While watching the musical version on Fox, I noticed the subtle political messages being interwoven into the presentation. We heard a brief radio interlude of a news bulletin of Republicans and Democrats not seeing eye to eye, subtle words from the mom about being worked like a horse, and then witnessing the father character doing some sort of can can dance with the leg lamp… I’m wondering to myself if the people that produced the musical originally have ever read or seen the original?
I also couldn’t help wondering to myself if this is a punishment for America electing Trump. It’s the worst thing to wonder when watching a holiday presentation, but that should tell you the quality of this presentation especially once that is trying to be politically correct.. when the original took place in the 1940s before being politically correct was the thing to do.
I know unfair to compare two works from the same source material, but human nature makes it impossible so I figure why not just go with human nature and do a compare and contrast of these two works of a great story!
1. One is a live musical presentation, the other is a feature film.
Both formats have their pluses and minuses. In a feature film, you don’t have the intimate feel of viewing a story which you have on a live stage presentation. On the other hand, in a feature film.. the actors aren’t over acting nor chewing scenery.. which in a live stage presentation.. I’m surprised that the set isn’t consumed before the end of the first act.
In the original film version, we have the actual author (Jean Shepherd) of the source material acting as the narrator and he has a soothing voice that makes you feel nostalgic even if you weren’t even born in the time period of the story. I think the fact that he’s the writer and is basing it on his child-hood is why he is so perfect as narrator.
Since Jean Shepherd has passed, it makes sense that the live production has found another narrator to take his place.. and in this particular version, that person is Matthew Broderick. No one will ever play that part like Jean Shepherd, but perhaps an unknown would have been better for the part and maybe not being shown would have been better since it looks like Matthew Broderick is the creepy uncle haunting the family from beyond the grave.

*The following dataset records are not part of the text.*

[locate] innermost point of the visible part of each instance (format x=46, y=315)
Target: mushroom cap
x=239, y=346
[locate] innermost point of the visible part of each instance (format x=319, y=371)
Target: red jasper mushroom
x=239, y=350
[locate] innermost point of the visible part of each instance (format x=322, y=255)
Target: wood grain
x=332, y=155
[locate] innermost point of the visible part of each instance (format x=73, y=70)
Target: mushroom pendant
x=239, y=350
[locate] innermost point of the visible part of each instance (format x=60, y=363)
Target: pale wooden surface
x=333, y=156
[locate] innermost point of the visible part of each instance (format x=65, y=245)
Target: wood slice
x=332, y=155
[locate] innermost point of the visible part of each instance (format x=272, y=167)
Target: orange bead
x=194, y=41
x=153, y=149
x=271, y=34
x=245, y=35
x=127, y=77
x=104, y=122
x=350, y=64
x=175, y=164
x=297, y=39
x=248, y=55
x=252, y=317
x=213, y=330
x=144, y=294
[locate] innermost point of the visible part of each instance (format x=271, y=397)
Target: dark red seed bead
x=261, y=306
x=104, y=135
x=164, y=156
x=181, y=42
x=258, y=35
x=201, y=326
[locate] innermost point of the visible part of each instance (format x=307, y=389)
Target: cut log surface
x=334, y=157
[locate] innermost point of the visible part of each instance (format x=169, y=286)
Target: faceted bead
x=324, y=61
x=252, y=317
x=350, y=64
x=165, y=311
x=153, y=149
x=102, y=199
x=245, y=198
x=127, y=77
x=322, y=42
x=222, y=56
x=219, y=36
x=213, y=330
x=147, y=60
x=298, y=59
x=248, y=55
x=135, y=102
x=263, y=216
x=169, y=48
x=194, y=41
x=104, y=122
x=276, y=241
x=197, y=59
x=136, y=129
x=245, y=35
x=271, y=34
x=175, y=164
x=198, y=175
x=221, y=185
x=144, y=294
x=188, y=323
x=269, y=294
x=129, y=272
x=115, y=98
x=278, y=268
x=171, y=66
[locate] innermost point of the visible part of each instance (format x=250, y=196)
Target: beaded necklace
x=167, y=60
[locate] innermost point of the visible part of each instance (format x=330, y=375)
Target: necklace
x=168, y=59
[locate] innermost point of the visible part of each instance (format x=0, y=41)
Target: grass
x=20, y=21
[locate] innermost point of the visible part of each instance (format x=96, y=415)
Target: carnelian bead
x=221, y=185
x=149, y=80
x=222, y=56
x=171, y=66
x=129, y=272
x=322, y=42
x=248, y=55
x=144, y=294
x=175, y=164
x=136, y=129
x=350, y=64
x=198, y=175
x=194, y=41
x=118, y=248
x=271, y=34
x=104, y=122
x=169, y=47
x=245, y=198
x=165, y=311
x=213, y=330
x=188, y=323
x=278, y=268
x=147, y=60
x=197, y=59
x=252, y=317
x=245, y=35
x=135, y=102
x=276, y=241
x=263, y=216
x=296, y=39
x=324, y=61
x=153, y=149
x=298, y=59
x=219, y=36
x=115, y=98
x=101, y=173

In the original film version, we watched the various schemes and fantasy segments of our lead character as he tries to hint about wanting a Red Ryder BB Gun, while trying to find numerous sources to tell this wish to.. while getting told ‘You’ll shoot your eye out’. Peter Billingsley had the right mixture of childhood excitement, melancholy, and relatability.
In the live version, he’s cute but doesn’t have the charisma of Peter Billingsley, plus the direction featuring Matthew Broderick on screen distracts from getting to know the child actor playing Ralphie. We are being deprived of Ralphie’s facial expressions in this live version because of the decision of showing the narrator on screen too much.
4. Ralphie’s Father and Mother
No contest.. Darren Mcgavin and Melinda Dillon are so identified in the parts that no other performer would ever compare to the greatness of both of those actors playing the part. Plus, the chemistry between Darren and Melinda is an element that makes the film version so good.. especially their silent war over the Leg lamp 🙂
While Maya Rudolph and Chris Diamantopoulos seem like talented performers, I don’t envy them stepping into the shoes of Darren and Melinda. Plus, the modern day touches in the banter between these two takes me out of a story taking place in the 1940s.
As I feel my life flashing before my eyes, I think sometimes a classic shouldn’t be messed with. While sometimes it works (see the many versions of A Christmas Carol), other times.. it is better to leave well enough alone and A Christmas Story is the perfect example of why.